THE forecast decline in 2020 Philippine remittances has been revised to 15% from 10% as overseas workers lose their jobs or see their wages reduced, the Institute of International Finance (IIF) said.
In its latest Macro Notes edition issued Wednesday, the IIF said inflows have dropped significantly in remittance-dependent countries like the Philippines, Bangladesh, Sri Lanka and Vietnam, but detected traces of a “moderate pickup” in May.
“The outlook for the full year remains bleak — in the Philippines, for example, a country with remittances reaching 10% of GDP, we project a 15% decline,” it said in the report, which carries the title “EM Asia: COVID-Induced External Adjustment.”
“As a result of lower remittances inflows, domestic demand, and consequentially imports, will remain under significant pressure for the rest of the year,” it added.

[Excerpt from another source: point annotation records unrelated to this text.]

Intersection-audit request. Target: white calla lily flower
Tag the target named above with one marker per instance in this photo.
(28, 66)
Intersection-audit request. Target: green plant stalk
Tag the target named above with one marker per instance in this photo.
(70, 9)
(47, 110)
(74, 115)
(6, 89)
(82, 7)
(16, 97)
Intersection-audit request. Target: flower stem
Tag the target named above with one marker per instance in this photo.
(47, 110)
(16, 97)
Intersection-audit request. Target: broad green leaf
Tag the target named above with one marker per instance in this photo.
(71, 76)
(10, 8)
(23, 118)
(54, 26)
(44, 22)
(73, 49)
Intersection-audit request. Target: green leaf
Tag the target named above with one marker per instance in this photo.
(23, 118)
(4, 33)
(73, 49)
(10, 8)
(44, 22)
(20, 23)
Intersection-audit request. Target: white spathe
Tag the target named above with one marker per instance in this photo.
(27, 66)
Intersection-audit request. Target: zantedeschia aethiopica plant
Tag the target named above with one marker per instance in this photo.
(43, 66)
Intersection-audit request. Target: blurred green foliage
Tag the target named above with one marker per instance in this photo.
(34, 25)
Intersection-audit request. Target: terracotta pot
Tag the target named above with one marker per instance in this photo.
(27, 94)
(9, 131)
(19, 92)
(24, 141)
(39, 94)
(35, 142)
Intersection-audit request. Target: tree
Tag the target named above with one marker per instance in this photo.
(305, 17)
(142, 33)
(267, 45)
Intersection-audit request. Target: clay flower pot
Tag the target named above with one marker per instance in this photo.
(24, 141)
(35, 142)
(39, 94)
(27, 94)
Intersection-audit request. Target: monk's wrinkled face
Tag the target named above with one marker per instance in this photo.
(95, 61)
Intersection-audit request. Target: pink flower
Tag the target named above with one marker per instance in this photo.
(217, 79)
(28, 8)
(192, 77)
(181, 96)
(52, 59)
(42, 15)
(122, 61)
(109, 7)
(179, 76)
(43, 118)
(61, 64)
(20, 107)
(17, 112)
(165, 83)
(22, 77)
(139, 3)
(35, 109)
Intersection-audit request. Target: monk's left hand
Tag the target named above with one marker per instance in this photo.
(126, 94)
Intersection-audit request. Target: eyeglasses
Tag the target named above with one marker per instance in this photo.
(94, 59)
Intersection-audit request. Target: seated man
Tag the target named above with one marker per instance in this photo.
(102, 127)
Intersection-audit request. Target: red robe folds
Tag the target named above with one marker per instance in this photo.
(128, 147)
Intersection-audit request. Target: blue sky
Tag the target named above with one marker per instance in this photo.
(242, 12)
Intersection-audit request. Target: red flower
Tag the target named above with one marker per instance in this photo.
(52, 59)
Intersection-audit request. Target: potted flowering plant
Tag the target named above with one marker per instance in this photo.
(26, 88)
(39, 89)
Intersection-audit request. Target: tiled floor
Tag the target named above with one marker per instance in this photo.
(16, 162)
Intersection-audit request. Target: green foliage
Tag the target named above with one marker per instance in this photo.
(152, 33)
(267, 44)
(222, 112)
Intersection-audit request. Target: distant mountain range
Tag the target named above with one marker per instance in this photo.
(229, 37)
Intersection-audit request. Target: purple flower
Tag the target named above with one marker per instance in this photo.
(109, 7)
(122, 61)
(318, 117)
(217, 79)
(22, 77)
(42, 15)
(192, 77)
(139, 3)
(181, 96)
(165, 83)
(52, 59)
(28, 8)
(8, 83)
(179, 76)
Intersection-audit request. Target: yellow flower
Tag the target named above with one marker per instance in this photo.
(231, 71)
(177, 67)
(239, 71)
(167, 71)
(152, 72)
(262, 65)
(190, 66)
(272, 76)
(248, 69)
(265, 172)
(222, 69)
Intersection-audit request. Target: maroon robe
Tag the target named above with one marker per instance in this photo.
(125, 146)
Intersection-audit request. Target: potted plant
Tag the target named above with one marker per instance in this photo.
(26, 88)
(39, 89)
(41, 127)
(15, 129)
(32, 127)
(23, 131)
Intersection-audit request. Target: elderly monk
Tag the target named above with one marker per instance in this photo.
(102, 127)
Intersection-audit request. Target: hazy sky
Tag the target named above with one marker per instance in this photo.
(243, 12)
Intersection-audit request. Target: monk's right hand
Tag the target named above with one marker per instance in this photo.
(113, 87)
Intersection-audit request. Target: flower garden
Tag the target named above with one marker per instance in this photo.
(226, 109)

The study “analyzed the external adjustments in emerging markets” in Asia given the impact of the coronavirus pandemic, noting that the slowing global economy has dampened exports with weak domestic demand expected to drag down imports.
Meanwhile, other sources of foreign exchange inflows “have come under significant pressure as well” in the first six months, including income from foreign tourism and remittances.

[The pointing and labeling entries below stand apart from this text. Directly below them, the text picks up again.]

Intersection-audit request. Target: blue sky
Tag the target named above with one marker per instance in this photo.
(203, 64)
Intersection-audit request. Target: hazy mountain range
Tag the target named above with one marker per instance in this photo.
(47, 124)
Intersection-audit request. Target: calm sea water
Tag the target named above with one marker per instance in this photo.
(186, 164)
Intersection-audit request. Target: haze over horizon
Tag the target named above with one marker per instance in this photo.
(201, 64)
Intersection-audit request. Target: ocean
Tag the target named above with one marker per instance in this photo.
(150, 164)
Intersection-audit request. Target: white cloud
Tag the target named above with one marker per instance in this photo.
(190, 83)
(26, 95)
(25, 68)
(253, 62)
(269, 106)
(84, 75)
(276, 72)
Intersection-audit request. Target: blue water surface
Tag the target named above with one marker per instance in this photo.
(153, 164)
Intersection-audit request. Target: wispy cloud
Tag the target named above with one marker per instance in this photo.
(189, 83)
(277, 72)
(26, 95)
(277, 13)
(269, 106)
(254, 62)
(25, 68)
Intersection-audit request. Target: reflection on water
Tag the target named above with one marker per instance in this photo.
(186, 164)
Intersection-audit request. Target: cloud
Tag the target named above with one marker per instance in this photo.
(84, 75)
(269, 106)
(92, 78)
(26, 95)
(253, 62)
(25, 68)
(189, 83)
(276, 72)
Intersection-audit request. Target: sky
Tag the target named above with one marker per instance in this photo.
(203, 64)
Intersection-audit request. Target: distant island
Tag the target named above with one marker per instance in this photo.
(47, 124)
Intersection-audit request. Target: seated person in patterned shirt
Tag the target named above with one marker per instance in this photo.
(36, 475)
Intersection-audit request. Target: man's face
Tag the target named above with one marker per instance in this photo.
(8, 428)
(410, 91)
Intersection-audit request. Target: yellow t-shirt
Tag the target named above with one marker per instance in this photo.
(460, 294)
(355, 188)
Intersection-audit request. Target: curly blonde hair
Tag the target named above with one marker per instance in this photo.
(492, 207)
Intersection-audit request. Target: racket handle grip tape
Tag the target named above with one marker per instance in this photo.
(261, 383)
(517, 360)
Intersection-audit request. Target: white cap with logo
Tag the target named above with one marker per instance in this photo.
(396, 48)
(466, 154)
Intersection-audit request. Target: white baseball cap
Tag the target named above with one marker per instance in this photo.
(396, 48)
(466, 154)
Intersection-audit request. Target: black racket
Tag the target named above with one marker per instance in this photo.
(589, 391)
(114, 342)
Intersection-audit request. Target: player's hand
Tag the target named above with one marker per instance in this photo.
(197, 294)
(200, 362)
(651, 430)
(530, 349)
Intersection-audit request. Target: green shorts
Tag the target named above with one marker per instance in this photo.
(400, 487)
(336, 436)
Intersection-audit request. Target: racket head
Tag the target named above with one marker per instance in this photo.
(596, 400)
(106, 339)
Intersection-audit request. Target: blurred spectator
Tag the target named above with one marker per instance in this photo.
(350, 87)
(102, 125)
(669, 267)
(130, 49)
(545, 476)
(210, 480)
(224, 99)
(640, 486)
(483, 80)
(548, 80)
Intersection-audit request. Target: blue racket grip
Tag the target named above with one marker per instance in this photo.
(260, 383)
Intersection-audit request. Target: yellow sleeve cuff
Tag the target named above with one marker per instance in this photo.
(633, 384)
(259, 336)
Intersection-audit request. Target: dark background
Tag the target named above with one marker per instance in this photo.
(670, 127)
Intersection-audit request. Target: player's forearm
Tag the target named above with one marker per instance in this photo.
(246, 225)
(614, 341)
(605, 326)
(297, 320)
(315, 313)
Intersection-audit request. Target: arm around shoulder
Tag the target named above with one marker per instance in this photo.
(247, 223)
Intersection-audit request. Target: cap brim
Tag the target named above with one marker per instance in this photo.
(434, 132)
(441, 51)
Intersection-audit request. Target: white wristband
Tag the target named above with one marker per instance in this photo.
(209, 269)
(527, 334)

Cash remittances dropped 16.2% from a year earlier in April to $2.046 billion, the sharpest decline since a 33.5% slump in January 2001.
The World Bank expects global remittances to decline 20% this year, while Moody’s Investors Service sees Philippine remittance inflows falling 5-10%.
“The economic disruption brought about by the pandemic is unprecedented in both its severity and scope, and we are observing a global synchronized recession amidst widespread government-imposed restrictions. In this context, it is not surprising that international trade — including in services has dropped sharply,” the IIF said.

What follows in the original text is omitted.